Eine Freiburger Besonderheit, die über das von den katholischen Bischöfen bundesweit Vereinbarte hinausgeht, ist die Möglichkeit für Betroffene in sozialer Not, eine monatliche Unterstützungsleistung zu erhalten. Aktuell profitieren davon rund 40 Personen mit bis zu 800 Euro monatlich.

Gerade hat die Kirchenleitung dazu eine neue Satzung beschlossen: Demnach fällt die monatliche Unterstützung automatisch weg, wenn die Unabhängige Kirchenkommission dem Betroffenen eine Einmalzahlung von mindestens 50.000 Euro zuspricht. Ein neuer Antrag auf monatliche Hilfe ist dann frühestens nach fünf Jahren möglich.

Mit diesen Änderungen ist der Betroffenenbeirat nicht einverstanden. “Die Grenze ist zu niedrig. Was sind 50.000 Euro, verteilt auf fünf Jahre, wenn man wegen des erlittenen Missbrauchs erwerbsunfähig und für sein Leben gezeichnet ist?”, fragt der Beirat.
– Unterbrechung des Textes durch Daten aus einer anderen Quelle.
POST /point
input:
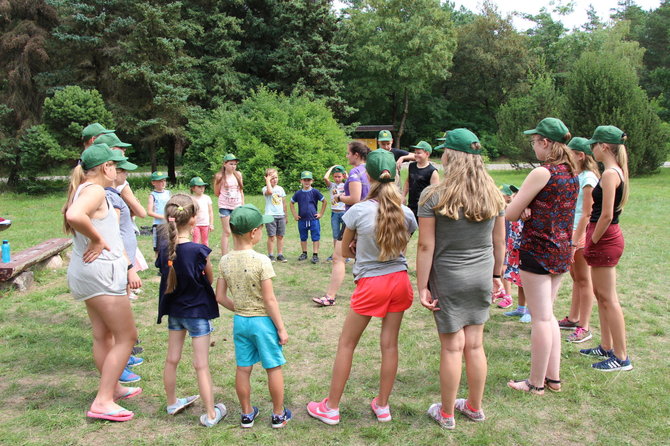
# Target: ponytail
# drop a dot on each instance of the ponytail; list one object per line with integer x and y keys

Die Kirchenleitung wiederum verweist darauf, dass die “große Mehrzahl der Anpassungen in der neuen Ordnung auf Vorschläge des Betroffenenbeirats aus der frühen Beratungsphase zurückgeht”, sagte ein Bistumssprecher der Katholischen Nachrichten-Agentur (KNA). “Dies betrifft die Anerkennung von Therapeuten unterschiedlicher Profession, die Finanzierung von Therapiemöglichkeiten auch für Eltern und Kinder von Betroffenen sowie die Hinzuziehung einer Beratung in sozialrechtlichen Fragen.”